Making a move
After a lot of thinking and conversations over the last few months, I’ve decided to leave Groupon in order to pursue my goals to help decentralize our country’s systems of education. It’s a big decision to walk away from a network of people that I admire, have learned so much from, and have loved working with for the past 6 years (including my 5 years at Obtiva). It’s not a decision I take lightly, but I can’t not make this move right now. If you know me, you know that I relish in the realization of human potential, particularly through self-directed and decentralized learning. I’m now ready to make that my full-time focus.
My goal for the next year is to put myself in a position to start or join an audacious venture that is working toward a decentralized future for our education systems. In the meantime, I will be working on several different Chicago ventures in and around the intersection of technology and education.
- Mobile Makers Academy: A joint venture with Vokal Interactive to create an academy to help developers learn iOS development. Apply here. Let me know if you’re interested in getting involved.
- Code Academy Ruby Dojo: I will be leading a group of junior Ruby developers through a course that provides the practice and mentoring necessary to help them become employable as software developers. More details soon. Follow @rubydojo to stay tuned.
- Red Squirrel Technologies: A little entity that I will use to do freelance work. I will focus on software development, and more importantly, apprenticeship program facilitation.
I believe that apprenticeship is a viable and immediate solution to some of our economy’s most pressing problems. First, our huge number of un/under-employed young people. Second, 50% of our businesses can’t hire enough skilled workers. There are probably many solutions to bridging this gap, and the one that I can help with is apprenticeship. I want to see 1000 apprenticeship programs started inside of businesses across the country. I wrote some of my ideas and an overview of my approach in this paper. 1000 apprenticeship programs is a tall order, but thankfully there are many people working on this, and some of our leaders in Washington are about to hear about it!
Here’s a cool story:
I was invited to speak at an UnCollege event a couple weeks ago in San Francisco. On a whim, I asked a friend for a meeting with Mitch Kapor. Unbelievably, I was able to get 40 minutes with him just a few hours before I flew home. I simply wanted to share some stories with him, with no real agenda. The outcome of our brief meeting was an invitation for me to give a TED-ish talk about apprenticeship to Obama’s CTO, Todd Park, and about 40 other tech leaders at the White House on August 21st. My goal for the day is to push apprenticeship as far as it can go. My friend Dale and I have been talking about an apprenticeship institute for the past few months, and I want to explore that idea at the White House. I am eager to see what transpires there.

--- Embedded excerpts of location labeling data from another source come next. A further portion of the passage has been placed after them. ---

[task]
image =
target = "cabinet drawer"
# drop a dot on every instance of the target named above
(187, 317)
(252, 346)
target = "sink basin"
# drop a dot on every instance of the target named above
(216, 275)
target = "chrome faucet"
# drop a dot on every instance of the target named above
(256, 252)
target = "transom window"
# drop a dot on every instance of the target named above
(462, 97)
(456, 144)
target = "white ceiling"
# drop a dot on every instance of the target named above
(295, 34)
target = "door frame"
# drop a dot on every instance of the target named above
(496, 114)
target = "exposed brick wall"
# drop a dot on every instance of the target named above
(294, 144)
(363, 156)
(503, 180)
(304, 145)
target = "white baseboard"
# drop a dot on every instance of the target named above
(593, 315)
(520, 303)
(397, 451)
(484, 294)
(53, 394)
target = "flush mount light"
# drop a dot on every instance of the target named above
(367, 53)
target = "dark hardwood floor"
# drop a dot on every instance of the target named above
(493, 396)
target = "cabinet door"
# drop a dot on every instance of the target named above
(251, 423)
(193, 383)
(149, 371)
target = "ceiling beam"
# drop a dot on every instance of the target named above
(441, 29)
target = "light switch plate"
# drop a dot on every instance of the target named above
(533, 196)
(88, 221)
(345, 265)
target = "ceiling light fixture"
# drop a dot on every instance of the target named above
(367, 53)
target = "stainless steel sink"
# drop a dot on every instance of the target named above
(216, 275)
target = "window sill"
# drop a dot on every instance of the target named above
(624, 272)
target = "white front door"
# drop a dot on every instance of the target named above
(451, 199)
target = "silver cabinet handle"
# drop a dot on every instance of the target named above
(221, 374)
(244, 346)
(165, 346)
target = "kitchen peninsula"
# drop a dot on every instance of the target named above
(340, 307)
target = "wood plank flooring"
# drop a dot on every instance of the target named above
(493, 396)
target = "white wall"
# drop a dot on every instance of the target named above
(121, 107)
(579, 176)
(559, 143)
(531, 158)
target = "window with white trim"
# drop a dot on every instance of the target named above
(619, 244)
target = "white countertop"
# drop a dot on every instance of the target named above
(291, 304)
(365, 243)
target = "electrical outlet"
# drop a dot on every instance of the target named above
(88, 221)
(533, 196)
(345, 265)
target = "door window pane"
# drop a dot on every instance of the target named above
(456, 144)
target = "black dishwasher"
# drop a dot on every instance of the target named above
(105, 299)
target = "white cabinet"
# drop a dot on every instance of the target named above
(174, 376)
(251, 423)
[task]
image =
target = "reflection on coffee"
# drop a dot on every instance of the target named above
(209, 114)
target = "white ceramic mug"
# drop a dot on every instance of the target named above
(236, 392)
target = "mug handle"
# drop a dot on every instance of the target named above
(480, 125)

I need to thank a bunch of people for the last 6 years at Obtiva/Groupon, and all they have done to set me up for whatever is ahead of me. Kevin Taylor, for hiring me, giving me part of your company, and being such a solid leader at Obtiva. Tyler Jennings, for your dedication to making great software. Andy Maleh, for your dedication to quality, to learning, and doing things the best way possible. I need to thank our many succesful apprentices over the years starting with Brian Tatnall and Colin Harris, and more recently, Carl Thuringer and Jacob Richardson, and everyone in between. For the many amazing craftsmen like Ryan Briones and Corey Haines who are just 2 of the dozens of kindred spirits who have inspired and challenged me over the years. Gary Levitt, the CEO of Mad Mimi, who taught me about how to love customer service and product development, and then handed me part of his company. Finally, a huge thanks to Neal Sales-Griffin, Dale J. Stephens, and Shereef Bishay, who all unknowingly conspired together to inspire me to FILDI.